Distantly related to Sir John Trenchard, M.P., secretary of state to William III, Trenchard, a Somerset landowner, made his reputation at the end of William III’s reign as the most effective of the Whig pamphleteers who raised an outcry against a standing army, and as the author, in his capacity as a member of the forfeited Irish lands commission, of a vitriolic report reflecting on the King. He seems to have taken no further part in politics till a letter from him to an unknown person shows that he made overtures to Sunderland to succeed William Pynsent at Taunton, which in the past had been represented by Sir John Trenchard. The letter is undated but the references to Pynsent’s not attending and to Sunderland’s acting on ‘principles of liberty’ suggest that it was written soon after the repeal of the Occasional Conformity and Schism Acts in 1719, the subject of Pynsent’s last recorded vote. Trenchard wrote:
When I was last to wait upon your Lordship you informed me that Lord Sunderland continued in the disposition to bring me into the House and the only obstacle to it was that he could not readily find a proper place for a gentleman of Mr. Pynsent’s condition: I confess I always doubted it, and do so now more than ever since there are reasons to believe the Court are upon a new plan of politics, but I have now an opportunity to try the sincerity of great men’s promises, for Mr. Pynsent is content to quit the House upon any terms, and will accept any place to do it which he will give up again immediately, so that my Lord can have no objection but what must be personal to me, for Mr. Pynsent never attends.

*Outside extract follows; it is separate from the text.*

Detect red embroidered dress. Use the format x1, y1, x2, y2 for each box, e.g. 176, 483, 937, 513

If my Lord continues to act upon the principles of liberty he is sure of my utmost assistance and there can scarce such a circumstance of affairs happen, but my attachment to the present ministry will be greater than to any who now appear to oppose them.

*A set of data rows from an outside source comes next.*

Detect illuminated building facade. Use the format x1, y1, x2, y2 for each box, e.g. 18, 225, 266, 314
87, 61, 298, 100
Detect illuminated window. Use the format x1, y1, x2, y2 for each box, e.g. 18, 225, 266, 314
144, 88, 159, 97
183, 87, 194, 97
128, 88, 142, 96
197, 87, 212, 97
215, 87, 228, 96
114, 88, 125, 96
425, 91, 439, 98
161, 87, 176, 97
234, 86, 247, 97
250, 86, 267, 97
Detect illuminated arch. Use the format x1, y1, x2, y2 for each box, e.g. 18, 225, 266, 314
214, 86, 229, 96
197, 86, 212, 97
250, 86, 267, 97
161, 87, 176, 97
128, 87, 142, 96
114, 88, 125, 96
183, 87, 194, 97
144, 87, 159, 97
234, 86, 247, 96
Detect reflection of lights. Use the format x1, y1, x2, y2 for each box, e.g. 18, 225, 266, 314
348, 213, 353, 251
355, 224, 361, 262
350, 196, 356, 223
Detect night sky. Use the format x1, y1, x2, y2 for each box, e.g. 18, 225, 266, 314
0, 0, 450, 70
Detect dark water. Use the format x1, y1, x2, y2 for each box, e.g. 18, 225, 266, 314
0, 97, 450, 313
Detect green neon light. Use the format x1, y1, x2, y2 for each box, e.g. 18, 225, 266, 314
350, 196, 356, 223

Undated, addressee unknown, Sunderland (Blenheim) mss.
Not getting Pynsent’s seat, he later in the year wrote a pamphlet against the peerage bill. In 1720 he began his collaboration with Thomas Gordon, a Scotch journalist, in the Independent Whig, where they attacked the High Church party, and in the London Journal, a precursor of the Craftsman, in the famous ‘Cato Letters’, where they called ‘for public justice upon the wicked managers of the late fatal South Sea scheme’.